Just as we can’t be assigned friends, we can’t make the beginnings of our friendships more profound and meaningful than they actually are. Not even our best friends are free from that fate. But then again, they don’t need to be. It’s not about how it all began, but about how it endured the test of proximity and time and everything else life threw our way.

And that’s enough for me.

Bonus

Since that was a botched interview, I thought it would be fun to answer some questions myself. I felt like it would be cheating to write my own questions, so I consulted a board game called Loaded Questions, which contains a collection of ice breaker-esque questions. Traditionally, I’ve answered the questions with the intention of maximum subterfuge/shock value/chance of getting a (cheap) laugh.

LQ

This time, I suppose I’ll answer 10 pseudo-random questions pseudo-honestly.

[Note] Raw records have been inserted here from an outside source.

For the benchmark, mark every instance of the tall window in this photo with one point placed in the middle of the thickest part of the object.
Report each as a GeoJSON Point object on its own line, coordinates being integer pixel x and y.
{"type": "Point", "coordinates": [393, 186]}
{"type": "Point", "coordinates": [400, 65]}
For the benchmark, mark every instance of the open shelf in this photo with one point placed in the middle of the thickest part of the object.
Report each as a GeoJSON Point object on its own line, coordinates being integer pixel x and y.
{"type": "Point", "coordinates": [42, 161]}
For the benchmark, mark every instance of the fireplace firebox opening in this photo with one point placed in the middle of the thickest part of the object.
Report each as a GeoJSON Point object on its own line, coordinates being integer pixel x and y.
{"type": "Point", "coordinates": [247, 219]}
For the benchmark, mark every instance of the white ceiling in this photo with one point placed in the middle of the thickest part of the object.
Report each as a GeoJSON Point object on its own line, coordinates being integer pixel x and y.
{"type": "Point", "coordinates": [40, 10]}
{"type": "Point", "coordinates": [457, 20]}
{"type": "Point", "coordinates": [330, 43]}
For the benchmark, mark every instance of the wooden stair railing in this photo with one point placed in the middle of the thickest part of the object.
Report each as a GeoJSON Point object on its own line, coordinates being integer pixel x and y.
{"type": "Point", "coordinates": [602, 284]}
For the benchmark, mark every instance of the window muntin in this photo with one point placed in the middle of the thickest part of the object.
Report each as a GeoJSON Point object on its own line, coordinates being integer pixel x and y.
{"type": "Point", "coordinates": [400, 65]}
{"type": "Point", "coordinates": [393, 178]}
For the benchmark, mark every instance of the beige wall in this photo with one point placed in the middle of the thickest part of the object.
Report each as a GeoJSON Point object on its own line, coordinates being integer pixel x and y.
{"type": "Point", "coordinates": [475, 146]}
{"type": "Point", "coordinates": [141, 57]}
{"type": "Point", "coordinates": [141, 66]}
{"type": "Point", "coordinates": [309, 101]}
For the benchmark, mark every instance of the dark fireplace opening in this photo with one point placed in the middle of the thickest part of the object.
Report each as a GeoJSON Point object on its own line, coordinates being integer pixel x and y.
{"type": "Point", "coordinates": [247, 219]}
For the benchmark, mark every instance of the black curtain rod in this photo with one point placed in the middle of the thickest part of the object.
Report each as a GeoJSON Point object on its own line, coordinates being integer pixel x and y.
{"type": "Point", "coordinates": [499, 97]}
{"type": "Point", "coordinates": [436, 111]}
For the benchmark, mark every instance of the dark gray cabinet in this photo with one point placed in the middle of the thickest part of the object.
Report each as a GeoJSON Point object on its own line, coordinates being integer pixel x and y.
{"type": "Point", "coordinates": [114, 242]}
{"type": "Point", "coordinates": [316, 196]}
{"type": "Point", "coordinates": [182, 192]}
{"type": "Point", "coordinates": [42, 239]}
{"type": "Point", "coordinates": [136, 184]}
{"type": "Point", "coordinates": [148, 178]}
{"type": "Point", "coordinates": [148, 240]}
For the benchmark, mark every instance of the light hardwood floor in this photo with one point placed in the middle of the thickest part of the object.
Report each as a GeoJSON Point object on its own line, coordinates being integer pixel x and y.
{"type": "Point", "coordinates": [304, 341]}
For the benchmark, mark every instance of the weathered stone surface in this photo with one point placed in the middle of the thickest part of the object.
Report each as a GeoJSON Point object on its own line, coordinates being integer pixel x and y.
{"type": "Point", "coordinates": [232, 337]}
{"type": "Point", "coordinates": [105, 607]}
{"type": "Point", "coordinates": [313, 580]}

  1. What is your favorite kind of chocolate bar? The 1 lb. dark chocolate bars at Trader Joe’s. I use those for all of my baking. And snacking.
  2. What conversation topic do you try to avoid? None. At one point I thought it would be infanticide, but I was totally talking about after birth abortion with David on Monday.
  3. What would you like your nickname to be? Panda.
  4. If you could add one feature to your cell phone, what would it be? Tentacles (new phone case).
  5. What do you love to brag about? My job.
  6. What artist might you respect more if you knew more about them? Kanye.
  7. What is the dumbest health-kick ever invented? EARTHING.
  8. What is the best thing about living alone? Spending the whole day naked.
  9. If you rwote a horror story, how would the first victim die? With a graduate degree and no job prospects. Too real?
  10. If you ran a funeral home, what would be your company slogan? We put the fun in funeral.

Maybe I’ll bring the questions to the show, and we can all take turns answering silly questions about everything and nothing.